Raised military action will likely continue with Russia and Ukraine over the short term. As of January 14th, over 100,000 additional Russian troops remain deployed in regions bordering or near Ukraine following a series of international meetings to discuss the situation. Russian government officials met with their US government counterparts in Geneva January 9-10th, NATO officials in Brussels on January 12, and attended an OSCE meeting in Vienna on Jan. 13. Russia is demanding security guarantees from the US and NATO that would limit NATO deployments in Eastern Europe and prohibit the expansion of NATO into former Soviet states, such as Ukraine. Neither Russia nor Western nations made any major concessions during the round of talks.
The belief of Russian military action with Ukraine remains low in the wake of the talks, an escalation in tensions on the shared border, as well as an uptick in violent incidents in the Donbas conflict, are possible. Maritime incidents in the Black Sea and the Sea of Azov are also increasingly possible as Russia attempts to reinforce its bargaining position. Additionally, belligerent actions short of war remain likely, including cyberattacks on sensitive sites or critical infrastructure and aggressive military maneuvers.
The bulk of the additional troops are deployed in the Smolensk Oblast, which borders Belarus; however, significant troop movements are frequently reported in Russia’s Kursk, Bryansk, Belgorod, Rostov-on-Don, and Voronezh oblasts, which all border Ukraine. Russia already maintains an unknown number of troops in areas bordering Ukraine’s Donetsk and Luhansk regions, which are partly under the control of pro-Russia separatist militants, and has also bulked up the forces permanently stationed in Crimea, which Russia annexed from Ukraine in 2014.

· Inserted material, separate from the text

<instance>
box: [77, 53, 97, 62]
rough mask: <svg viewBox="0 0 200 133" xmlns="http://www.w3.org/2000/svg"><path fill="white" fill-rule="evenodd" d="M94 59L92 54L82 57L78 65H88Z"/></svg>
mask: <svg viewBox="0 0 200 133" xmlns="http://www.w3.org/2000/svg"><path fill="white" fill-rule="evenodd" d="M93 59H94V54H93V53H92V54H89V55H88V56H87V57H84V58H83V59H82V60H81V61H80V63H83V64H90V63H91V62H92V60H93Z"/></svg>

Road and rail movement of large numbers of military vehicles could cause temporary disruption on regional highways and arterial rail lines. Increased scrutiny of foreigners’ identity and visa documentation is likely near any military sites in Russia and near the border with Ukraine and in areas where additional military units are deployed. Despite the recent deployments, the current threat to businesses operating in Ukraine is unchanged. There is currently no sign of any potential impediment to entry and exit of foreign and local nationals, except current COVID-19-related restrictions.